Взять хотя бы супермаркет, где все являли собою неиссякаемый источник позитива. Каждый, помимо содержимого, был полон перспективой привлечь потребителя о двух ногах и быть отмеченным пальцами первенства, плюхнуться в корзину и оказаться на кассе, чтобы кассир напоследок считал твой особый штрих-код и окончательно передал в руки новоиспеченного владельца, с которым ты в один голос напоследок произнесешь: покедова.

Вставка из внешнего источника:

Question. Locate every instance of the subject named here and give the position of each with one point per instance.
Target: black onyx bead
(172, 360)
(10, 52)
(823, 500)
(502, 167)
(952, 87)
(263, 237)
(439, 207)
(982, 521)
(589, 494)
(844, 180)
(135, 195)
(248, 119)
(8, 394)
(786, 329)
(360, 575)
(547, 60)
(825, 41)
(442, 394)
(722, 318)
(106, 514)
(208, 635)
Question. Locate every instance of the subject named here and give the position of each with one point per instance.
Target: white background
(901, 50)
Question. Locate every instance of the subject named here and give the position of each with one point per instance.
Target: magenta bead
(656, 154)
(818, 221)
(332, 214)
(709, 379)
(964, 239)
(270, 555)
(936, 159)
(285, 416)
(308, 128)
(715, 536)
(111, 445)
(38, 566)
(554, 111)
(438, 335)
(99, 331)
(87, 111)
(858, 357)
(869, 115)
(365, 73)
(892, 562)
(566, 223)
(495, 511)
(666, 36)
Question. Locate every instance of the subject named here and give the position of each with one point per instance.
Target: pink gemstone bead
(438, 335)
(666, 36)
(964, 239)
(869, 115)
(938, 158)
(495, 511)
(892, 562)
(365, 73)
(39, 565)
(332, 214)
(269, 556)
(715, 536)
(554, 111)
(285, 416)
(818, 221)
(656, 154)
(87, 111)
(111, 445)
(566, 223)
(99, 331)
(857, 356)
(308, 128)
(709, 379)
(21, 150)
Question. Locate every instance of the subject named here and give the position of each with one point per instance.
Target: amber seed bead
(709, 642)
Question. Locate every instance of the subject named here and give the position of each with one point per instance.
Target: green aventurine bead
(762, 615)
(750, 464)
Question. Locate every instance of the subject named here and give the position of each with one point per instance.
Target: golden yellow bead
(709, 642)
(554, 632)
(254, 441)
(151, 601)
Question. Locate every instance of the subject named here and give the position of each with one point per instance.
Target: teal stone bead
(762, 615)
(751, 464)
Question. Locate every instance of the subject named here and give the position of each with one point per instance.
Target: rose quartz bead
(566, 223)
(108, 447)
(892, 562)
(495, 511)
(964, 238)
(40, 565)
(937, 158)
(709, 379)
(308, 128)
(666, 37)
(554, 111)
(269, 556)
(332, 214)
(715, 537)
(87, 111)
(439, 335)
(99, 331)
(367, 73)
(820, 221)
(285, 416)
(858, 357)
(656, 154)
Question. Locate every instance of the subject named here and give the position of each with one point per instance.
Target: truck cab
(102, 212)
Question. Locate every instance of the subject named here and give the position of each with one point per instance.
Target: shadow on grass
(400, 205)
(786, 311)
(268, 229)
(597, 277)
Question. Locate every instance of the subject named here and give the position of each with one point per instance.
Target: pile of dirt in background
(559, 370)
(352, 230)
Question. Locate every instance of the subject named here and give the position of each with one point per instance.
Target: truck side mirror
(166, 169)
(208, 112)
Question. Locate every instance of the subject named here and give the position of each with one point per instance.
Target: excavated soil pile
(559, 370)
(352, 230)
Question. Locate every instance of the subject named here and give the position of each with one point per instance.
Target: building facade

Казалось, ничем не нарушить эту («От каждого по вкусам, каждому по потребностям») идиллию – бывшую не чем иным, как побочным продуктом наших грез. Нас тогда можно было уподобить пианино, на котором сутки напролет воспевают радость жизни, где каждый товар соответствует одной взятой клавише, что привносит собственную ноту в разнообразие звуковой палитры. Но музыке не суждено было жить вечно: пианино расстроилось – по вине одной Мятной Жевательной Резинки.
Увидеть мне ее не довелось, как и услышать. Нас разделяли более десятка метров, но, благо в глашатаях недостатка не было, ее слова дошли до всех прилавков абсолютно всех отделов. Из них следовало, что три дня тому назад и она не отставала от нас и с тем же пылом витала в облаках на полке у кассы, пока в одну из смен не приглянулась молодой кассирше, из нагрудного кармана которой она тогда и глаголила. Жвачка поведала о переполнявшей ее любви к людям, о желании стать полезной, дарить им свежее дыхание и белоснежную улыбку, как того обещала реклама. Но все ее надежды лопнули, даже как следует не надувшись, – мир за дверями супермаркета оказался отличным…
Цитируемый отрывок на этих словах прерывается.